Vetting, minus the pain

What's up with vetting political appointees?

A friend of mine was recently considered for a political appointment in the Bush administration. As we discussed the prospects—he ultimately decided not to take the job for personal reasons—a lengthy discussion of the appointment process ensued. We concluded that there is no legitimate reason for it to be so cumbersome, bureaucratic and painful.

As a political appointee in the Clinton administration, I could not believe just how dumb this process was—especially given that administration's goal of creating a government that works better and costs less.

My fundamental question is: What's up with vetting political appointees? By the end of this year, the Bush administration will have succeeded in filling most of the more than 2,500 political appointments. Most of the appointees will have endured a time-consuming, paperwork-intensive marathon that would frustrate even the most dedicated public servant.

Few will complain about the process because appointees don't want to be perceived as whiners. That could be detrimental to their careers.

The administration should do something. It is understandable that White House officials haven't until now focused on the vetting process. The administration's officials have relied on others who have been there before to walk them through the cycle. But it has become an impediment to implementing the administration's agenda.

Administration officials should commission—and fund—the General Services Administration to create a Web-based process for vetting political employees. It would look something like this: White House staff would have a secure Web site requiring public-key infrastructure authentication to obtain access. Only people being vetted and those reviewing the paperwork could have access.

Potential appointees would enter their Social Security numbers and give permission to search all databases to obtain relevant information regarding finances, property, tax and court records. This raw data would be kept in a single electronic file.

There would also be a brief questionnaire asking appointees relevant lifestyle questions. White House staff members would then transmit the information on appointees requiring background investigations to the FBI, which would do the relevant interviews and post results to the site.

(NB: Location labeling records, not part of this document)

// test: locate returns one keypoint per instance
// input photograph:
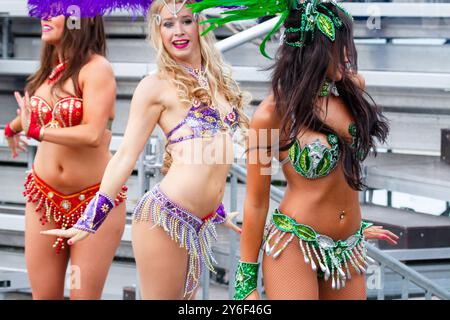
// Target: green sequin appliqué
(315, 160)
(325, 24)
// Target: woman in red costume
(68, 106)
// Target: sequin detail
(205, 122)
(64, 210)
(66, 112)
(333, 257)
(189, 231)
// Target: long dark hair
(77, 46)
(298, 76)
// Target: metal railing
(384, 260)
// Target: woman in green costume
(314, 243)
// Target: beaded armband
(96, 212)
(246, 279)
(9, 132)
(220, 216)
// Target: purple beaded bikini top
(205, 122)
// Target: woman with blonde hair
(194, 100)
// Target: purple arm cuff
(95, 213)
(221, 215)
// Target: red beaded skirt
(63, 209)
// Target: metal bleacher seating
(404, 62)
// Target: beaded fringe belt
(191, 232)
(333, 257)
(64, 210)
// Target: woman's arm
(258, 181)
(145, 111)
(99, 95)
(257, 198)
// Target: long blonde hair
(217, 72)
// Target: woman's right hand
(253, 296)
(16, 144)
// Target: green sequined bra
(316, 160)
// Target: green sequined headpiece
(314, 14)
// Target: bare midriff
(197, 177)
(328, 204)
(69, 169)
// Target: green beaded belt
(332, 256)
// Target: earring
(157, 19)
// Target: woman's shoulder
(98, 68)
(151, 90)
(265, 115)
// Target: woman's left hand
(24, 110)
(75, 235)
(229, 222)
(377, 232)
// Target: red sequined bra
(66, 112)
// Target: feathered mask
(85, 8)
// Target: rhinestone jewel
(65, 205)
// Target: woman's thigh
(91, 258)
(355, 288)
(160, 261)
(288, 277)
(46, 268)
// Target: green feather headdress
(314, 15)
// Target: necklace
(328, 87)
(199, 75)
(56, 72)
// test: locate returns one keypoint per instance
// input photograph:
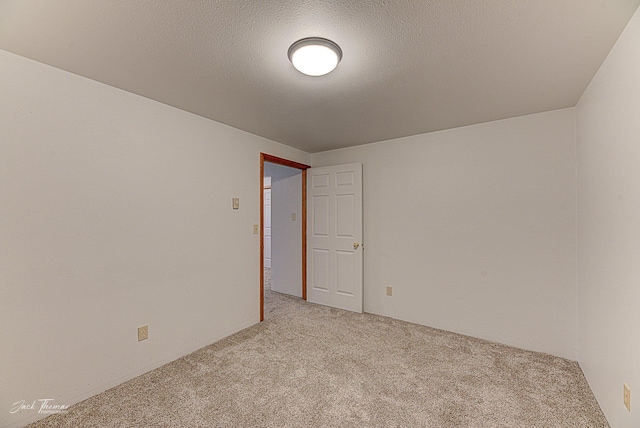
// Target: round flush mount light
(315, 56)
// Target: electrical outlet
(627, 397)
(143, 333)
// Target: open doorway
(285, 177)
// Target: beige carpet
(312, 366)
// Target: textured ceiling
(409, 67)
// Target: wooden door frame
(264, 157)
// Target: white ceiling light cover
(315, 56)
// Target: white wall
(608, 138)
(475, 228)
(113, 215)
(286, 234)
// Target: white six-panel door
(334, 236)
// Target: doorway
(301, 170)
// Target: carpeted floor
(313, 366)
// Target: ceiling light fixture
(315, 56)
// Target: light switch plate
(143, 333)
(627, 397)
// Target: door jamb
(285, 162)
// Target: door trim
(264, 157)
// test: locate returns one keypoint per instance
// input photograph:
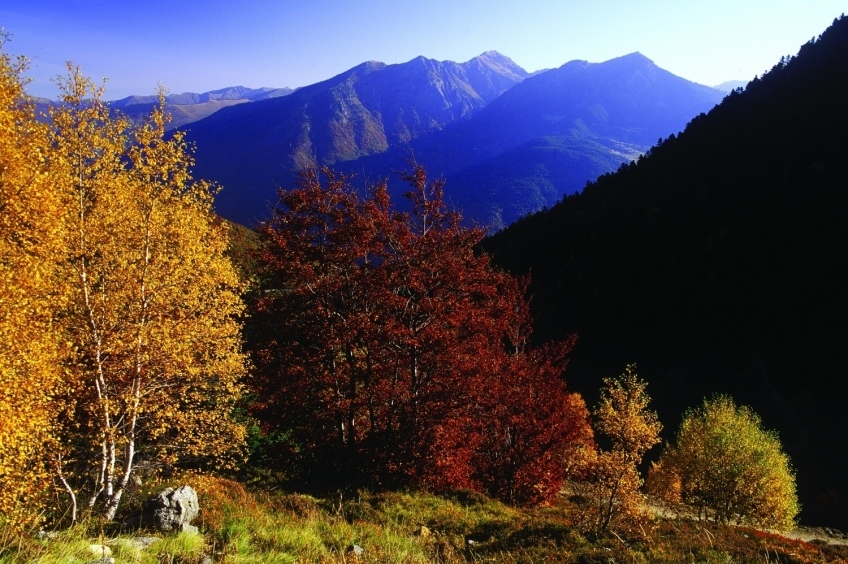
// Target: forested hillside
(716, 261)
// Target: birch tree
(153, 304)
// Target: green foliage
(609, 479)
(730, 468)
(243, 526)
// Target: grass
(244, 526)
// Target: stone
(173, 510)
(100, 550)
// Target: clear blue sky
(196, 46)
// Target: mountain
(729, 85)
(508, 143)
(552, 133)
(189, 107)
(717, 263)
(253, 148)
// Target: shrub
(727, 466)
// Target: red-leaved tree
(395, 354)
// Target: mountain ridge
(716, 262)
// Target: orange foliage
(31, 220)
(396, 353)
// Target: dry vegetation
(240, 525)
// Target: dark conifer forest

Only those with a need to know could access the FBI data.

Authorized Senate committee and staff members would be granted access to information regarding the potential appointees who require confirmation. The entire process would be paperless, fast, more efficient and much less painful than the existing one.

It may be too late to develop such a process for this first round of political appointees in the Bush administration, but the changes would certainly benefit later appointees. It would also clearly demonstrate that the administration is serious about government reform.

Brubaker is president of e-government solutions at Commerce One Inc. and a former deputy chief information officer at the Defense Department.